Mit der Zeit können sich die Symptome verschlimmern. Beispielsweise benötigen etwa 49 % der Menschen mit FD im Alter von 50 Jahren Hilfe beim Gehen. Möglicherweise leiden Sie auch häufig an Lungenentzündungen.

Verhütung

Wie kann ich mein Risiko einer familiären Dysautonomie verringern?

Sie können Ihr FD-Risiko nicht reduzieren. Sie können jedoch auf die Anzeichen achten, um bei Bedarf eine sofortige Überwachung und Behandlung zu erhalten.
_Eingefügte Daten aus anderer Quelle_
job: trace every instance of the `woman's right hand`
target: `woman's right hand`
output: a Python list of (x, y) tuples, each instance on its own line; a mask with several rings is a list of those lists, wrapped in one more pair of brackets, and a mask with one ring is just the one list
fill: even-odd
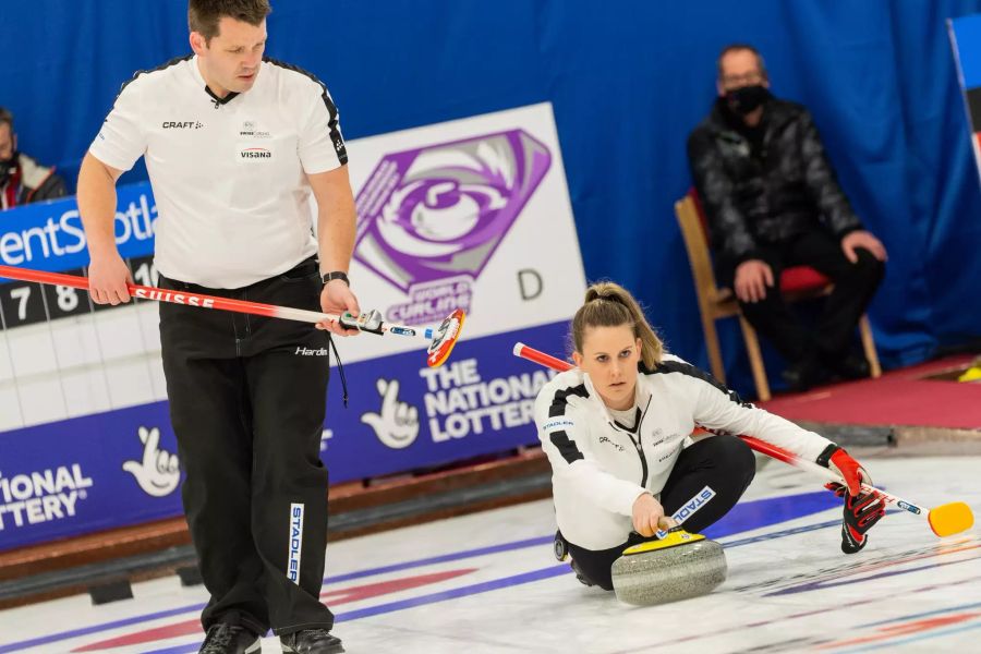
[(677, 524), (674, 518), (664, 514), (664, 507), (650, 493), (633, 500), (633, 529), (645, 538), (650, 538), (658, 530), (668, 530)]

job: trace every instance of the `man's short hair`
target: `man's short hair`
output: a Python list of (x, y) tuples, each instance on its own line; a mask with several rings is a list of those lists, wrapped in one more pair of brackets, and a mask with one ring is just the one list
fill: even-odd
[(3, 107), (0, 107), (0, 125), (10, 125), (10, 133), (13, 134), (13, 113)]
[(205, 37), (205, 43), (218, 36), (218, 23), (229, 17), (250, 25), (259, 25), (272, 12), (269, 0), (190, 0), (187, 26)]
[(729, 52), (739, 52), (741, 50), (747, 50), (756, 56), (756, 65), (760, 66), (760, 74), (763, 75), (764, 80), (768, 80), (770, 75), (766, 73), (766, 64), (763, 62), (763, 56), (760, 55), (760, 50), (749, 44), (730, 44), (723, 48), (722, 52), (718, 53), (718, 60), (716, 61), (716, 65), (718, 66), (718, 78), (722, 80), (723, 76), (722, 60), (725, 56)]

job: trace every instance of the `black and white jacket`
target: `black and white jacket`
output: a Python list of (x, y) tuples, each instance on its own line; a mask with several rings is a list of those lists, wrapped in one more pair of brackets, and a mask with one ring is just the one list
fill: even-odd
[(535, 424), (552, 463), (556, 519), (562, 535), (588, 549), (623, 543), (633, 501), (658, 496), (697, 426), (747, 434), (814, 461), (831, 445), (779, 416), (742, 402), (711, 375), (666, 354), (638, 375), (638, 435), (613, 415), (580, 370), (553, 378), (535, 400)]

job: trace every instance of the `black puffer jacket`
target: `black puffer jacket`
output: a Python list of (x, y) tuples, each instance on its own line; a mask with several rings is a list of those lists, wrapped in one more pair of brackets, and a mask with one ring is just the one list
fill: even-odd
[(838, 239), (862, 229), (807, 109), (768, 100), (754, 152), (723, 101), (688, 137), (688, 160), (719, 263), (755, 258), (759, 245), (779, 244), (819, 223)]

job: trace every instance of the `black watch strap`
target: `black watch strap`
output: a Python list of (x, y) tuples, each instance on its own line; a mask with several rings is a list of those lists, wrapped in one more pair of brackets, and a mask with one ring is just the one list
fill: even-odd
[(340, 279), (349, 287), (351, 286), (351, 280), (348, 279), (347, 272), (342, 272), (340, 270), (335, 270), (334, 272), (325, 272), (324, 275), (320, 275), (320, 280), (324, 283), (327, 283), (328, 281), (334, 281), (335, 279)]

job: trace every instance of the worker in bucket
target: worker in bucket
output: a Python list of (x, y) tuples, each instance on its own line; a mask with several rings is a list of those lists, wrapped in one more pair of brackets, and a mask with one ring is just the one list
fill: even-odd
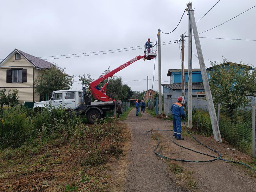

Wenn Sie aschkenasischer jüdischer Abstammung sind und über eine Schwangerschaft nachdenken, möchten Sie möglicherweise eine genetische Beratung in Anspruch nehmen. Ihr Arzt kann auch vor oder während der Schwangerschaft einen Gentest durchführen, um festzustellen, ob Sie Trägerin des Virus sindELP1Gen.

Leben mit

Wie kann ich mit familiärer Dysautonomie für mich selbst sorgen?

Sie können dazu beitragen, Komplikationen zu reduzieren, wenn Sie:

  • Vermeiden Sie heißes oder feuchtes Wetter.
  • Begrenzen Sie Stresssituationen.
  • Verzichten Sie auf lange Autofahrten.
  • Versuchen Sie, keine volle Blase zu haben.

Sie sollten auch regelmäßig von Ihrem Arzt überwacht werden. Sie sollten Folgendes überprüfen:

  • Blutdruck.
  • Augen.
  • Nierenfunktion.
  • Atmungsfunktion.
  • Wirbelsäule.

Eine Notiz von Swip Health

Familiäre Dysautonomie (FD) ist eine seltene genetische Erkrankung, die Ihr Nervensystem beeinträchtigt. FD kann sich auf unwillkürliche Handlungen wie Atmung, Verdauung, Tränenbildung, Regulierung des Blutdrucks und der Körpertemperatur sowie Speichelfluss auswirken. FD kann auch Ihr Geschmacksvermögen und Ihre Schmerz- und Temperaturempfindlichkeit beeinträchtigen. Obwohl es keine Heilung für FD gibt, konzentrieren sich Behandlungen wie Medikamente, Therapie und Operation auf die Linderung Ihrer Symptome. Menschen mit familiärer Dysautonomie haben eine verkürzte Lebenserwartung, können aber bei richtiger Behandlung ein erfülltes Leben führen.